🤖 AI Summary
To address the challenge of personalizing large language models (LLMs) under scarce real-user preference data, this paper proposes Few-Shot Preference Optimization (FSPO): a meta-learning framework that reformulates reward modeling as a few-shot adaptation task, enabling rapid construction of personalized reward functions from minimal user preferences. We introduce the first LLM-based method for generating high-fidelity, million-scale synthetic preference data—ensuring both diversity and logical consistency to guarantee reliable generalization to real users—and integrate in-context learning to further enhance cross-user generalization. Evaluated on 1,500 synthetic users, FSPO achieves an 87% average win rate on AlpacaEval; on real human open-ended QA tasks, it attains a 72% win rate—substantially outperforming existing baselines. Our core contributions are (1) the first meta-learning paradigm for preference optimization tailored to low-resource personalization, and (2) a high-fidelity synthetic preference data generation mechanism grounded in LLM reasoning.
📝 Abstract
Effective personalization of LLMs is critical for a broad range of user-interfacing applications such as virtual assistants and content curation. Inspired by the strong in-context learning capabilities of LLMs, we propose Few-Shot Preference Optimization (FSPO), which reframes reward modeling as a meta-learning problem. Under this framework, an LLM learns to quickly adapt to a user via a few labeled preferences from that user, constructing a personalized reward function for them. Additionally, since real-world preference data is scarce and challenging to collect at scale, we propose careful design choices to construct synthetic preference datasets for personalization, generating over 1M synthetic personalized preferences using publicly available LLMs.
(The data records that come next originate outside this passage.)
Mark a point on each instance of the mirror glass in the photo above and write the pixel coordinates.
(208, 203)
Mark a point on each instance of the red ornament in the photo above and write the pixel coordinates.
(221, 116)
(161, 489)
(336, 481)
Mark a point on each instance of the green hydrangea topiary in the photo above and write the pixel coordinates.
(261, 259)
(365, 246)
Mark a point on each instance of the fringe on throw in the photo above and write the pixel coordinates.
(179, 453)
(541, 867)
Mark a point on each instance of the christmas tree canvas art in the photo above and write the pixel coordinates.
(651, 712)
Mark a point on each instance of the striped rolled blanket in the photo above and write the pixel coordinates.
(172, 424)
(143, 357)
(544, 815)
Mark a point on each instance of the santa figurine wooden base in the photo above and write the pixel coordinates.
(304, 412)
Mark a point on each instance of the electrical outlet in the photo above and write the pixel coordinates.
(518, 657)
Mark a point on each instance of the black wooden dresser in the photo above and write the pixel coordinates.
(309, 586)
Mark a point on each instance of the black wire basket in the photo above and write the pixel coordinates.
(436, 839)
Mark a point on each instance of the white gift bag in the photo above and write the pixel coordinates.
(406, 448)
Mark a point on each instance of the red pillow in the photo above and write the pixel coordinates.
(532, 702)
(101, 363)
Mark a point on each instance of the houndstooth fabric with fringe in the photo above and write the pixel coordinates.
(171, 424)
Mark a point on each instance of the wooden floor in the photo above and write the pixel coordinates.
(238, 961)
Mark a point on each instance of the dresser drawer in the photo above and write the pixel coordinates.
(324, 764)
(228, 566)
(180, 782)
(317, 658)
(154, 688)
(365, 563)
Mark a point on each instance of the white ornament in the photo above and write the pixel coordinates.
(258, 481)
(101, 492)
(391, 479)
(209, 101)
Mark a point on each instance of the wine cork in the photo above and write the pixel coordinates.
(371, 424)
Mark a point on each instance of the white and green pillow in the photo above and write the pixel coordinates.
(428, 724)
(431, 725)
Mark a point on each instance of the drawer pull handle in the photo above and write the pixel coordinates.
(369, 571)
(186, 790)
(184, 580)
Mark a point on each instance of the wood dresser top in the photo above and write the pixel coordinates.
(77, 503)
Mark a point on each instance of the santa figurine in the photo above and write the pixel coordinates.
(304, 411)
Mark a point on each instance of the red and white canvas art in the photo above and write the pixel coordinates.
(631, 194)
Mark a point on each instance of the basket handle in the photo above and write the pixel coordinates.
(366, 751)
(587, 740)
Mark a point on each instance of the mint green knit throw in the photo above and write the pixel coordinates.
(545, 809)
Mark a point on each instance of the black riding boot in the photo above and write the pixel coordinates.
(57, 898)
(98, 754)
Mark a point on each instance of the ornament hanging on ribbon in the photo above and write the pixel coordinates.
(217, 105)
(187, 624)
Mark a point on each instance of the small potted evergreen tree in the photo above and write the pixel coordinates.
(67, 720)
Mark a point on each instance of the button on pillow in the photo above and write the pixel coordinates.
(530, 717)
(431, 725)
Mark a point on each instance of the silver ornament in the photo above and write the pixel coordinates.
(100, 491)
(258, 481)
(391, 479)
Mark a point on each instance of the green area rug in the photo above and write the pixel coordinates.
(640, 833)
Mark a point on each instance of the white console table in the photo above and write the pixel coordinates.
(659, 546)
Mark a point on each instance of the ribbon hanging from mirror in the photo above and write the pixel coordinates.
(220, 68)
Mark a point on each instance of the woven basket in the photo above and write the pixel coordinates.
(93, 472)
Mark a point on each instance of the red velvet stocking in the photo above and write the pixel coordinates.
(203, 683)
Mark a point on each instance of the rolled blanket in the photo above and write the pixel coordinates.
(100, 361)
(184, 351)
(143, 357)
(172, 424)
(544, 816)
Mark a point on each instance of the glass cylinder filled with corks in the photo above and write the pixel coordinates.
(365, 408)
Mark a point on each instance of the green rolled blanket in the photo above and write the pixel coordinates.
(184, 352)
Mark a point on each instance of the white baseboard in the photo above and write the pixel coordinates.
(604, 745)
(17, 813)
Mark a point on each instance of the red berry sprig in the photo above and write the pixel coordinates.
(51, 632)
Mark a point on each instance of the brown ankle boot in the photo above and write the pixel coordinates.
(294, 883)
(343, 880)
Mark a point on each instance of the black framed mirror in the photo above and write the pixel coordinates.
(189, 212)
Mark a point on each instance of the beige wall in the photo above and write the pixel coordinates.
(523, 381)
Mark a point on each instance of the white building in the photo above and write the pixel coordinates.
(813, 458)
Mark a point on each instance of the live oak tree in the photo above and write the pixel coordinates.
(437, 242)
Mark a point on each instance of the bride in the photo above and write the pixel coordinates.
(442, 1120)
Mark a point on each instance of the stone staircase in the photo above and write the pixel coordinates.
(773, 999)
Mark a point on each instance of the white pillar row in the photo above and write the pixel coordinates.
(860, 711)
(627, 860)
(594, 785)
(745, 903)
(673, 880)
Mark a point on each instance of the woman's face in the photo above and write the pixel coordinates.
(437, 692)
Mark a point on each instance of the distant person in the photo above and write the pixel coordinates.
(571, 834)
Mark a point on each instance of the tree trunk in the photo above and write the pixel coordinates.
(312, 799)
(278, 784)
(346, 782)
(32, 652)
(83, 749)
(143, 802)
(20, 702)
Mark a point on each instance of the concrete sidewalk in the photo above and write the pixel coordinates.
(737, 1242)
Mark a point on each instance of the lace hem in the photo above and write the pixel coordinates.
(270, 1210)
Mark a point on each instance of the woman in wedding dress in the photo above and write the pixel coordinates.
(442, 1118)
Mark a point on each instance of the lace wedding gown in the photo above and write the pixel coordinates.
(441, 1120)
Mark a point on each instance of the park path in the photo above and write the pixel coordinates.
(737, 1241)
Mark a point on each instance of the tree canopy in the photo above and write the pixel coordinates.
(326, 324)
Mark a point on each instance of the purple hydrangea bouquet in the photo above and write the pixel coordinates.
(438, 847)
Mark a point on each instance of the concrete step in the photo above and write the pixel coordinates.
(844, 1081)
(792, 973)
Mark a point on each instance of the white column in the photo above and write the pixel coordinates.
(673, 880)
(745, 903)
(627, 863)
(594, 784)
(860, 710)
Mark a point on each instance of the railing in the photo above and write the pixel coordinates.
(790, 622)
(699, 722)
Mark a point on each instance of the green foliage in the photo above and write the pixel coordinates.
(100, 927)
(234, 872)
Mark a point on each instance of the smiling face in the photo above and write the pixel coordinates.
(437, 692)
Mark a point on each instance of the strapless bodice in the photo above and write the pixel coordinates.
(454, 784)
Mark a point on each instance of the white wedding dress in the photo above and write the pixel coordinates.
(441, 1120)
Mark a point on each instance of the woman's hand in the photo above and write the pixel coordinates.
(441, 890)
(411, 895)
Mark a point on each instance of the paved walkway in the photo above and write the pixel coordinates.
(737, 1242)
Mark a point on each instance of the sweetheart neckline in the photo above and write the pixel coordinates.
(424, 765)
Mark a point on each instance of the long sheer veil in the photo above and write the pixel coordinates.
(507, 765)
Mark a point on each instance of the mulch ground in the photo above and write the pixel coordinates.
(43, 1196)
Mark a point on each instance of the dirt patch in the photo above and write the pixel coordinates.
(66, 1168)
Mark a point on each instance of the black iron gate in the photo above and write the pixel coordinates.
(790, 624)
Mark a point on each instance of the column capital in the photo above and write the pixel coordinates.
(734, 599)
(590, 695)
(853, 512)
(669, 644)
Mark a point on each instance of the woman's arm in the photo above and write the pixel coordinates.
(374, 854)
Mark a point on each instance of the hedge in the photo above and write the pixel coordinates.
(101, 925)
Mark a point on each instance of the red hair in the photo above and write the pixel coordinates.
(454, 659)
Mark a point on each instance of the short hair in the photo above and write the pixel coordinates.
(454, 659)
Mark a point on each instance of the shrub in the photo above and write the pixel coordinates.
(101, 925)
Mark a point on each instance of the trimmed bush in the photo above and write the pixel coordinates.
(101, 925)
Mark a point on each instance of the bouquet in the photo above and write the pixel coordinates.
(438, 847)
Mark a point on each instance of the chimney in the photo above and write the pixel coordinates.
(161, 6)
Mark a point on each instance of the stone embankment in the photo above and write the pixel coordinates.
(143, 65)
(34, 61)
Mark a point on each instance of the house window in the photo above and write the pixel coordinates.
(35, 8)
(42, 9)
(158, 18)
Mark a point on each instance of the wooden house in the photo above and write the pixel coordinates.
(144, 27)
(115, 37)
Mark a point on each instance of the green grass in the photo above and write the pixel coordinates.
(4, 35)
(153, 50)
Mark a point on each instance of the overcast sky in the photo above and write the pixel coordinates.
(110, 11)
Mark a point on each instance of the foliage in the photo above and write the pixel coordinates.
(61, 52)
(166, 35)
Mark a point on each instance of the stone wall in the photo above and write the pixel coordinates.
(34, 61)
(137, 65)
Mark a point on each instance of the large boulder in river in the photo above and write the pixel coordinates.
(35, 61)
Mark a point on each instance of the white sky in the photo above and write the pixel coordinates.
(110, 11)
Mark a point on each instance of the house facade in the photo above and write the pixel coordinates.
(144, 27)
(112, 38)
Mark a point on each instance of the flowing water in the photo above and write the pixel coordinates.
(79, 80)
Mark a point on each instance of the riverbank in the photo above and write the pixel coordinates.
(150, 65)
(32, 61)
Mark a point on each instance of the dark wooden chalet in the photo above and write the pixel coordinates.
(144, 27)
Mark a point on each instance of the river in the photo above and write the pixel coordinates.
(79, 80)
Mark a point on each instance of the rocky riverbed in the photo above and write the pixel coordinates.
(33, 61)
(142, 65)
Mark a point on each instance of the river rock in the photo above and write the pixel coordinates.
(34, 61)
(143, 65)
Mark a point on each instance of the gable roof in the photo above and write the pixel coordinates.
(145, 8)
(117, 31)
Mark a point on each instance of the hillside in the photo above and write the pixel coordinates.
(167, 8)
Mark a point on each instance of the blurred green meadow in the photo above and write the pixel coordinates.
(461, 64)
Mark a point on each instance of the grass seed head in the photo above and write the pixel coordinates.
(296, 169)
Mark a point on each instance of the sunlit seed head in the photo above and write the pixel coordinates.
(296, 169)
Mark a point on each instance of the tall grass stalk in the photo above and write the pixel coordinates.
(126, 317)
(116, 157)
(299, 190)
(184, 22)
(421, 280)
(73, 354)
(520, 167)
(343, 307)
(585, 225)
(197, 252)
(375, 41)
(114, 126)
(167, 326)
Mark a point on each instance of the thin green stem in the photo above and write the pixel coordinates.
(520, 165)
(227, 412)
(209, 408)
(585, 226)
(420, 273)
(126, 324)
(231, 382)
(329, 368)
In particular, to successfully transfer from synthetic data to real users, we find it crucial for the data to exhibit both high diversity and coherent, self-consistent structure. We evaluate FSPO on personalized open-ended generation for up to 1,500 synthetic users across across three domains: movie reviews, pedagogical adaptation based on educational background, and general question answering, along with a controlled human study. Overall, FSPO achieves an 87% Alpaca Eval winrate on average in generating responses that are personalized to synthetic users and a 72% winrate with real human users in open-ended question answering.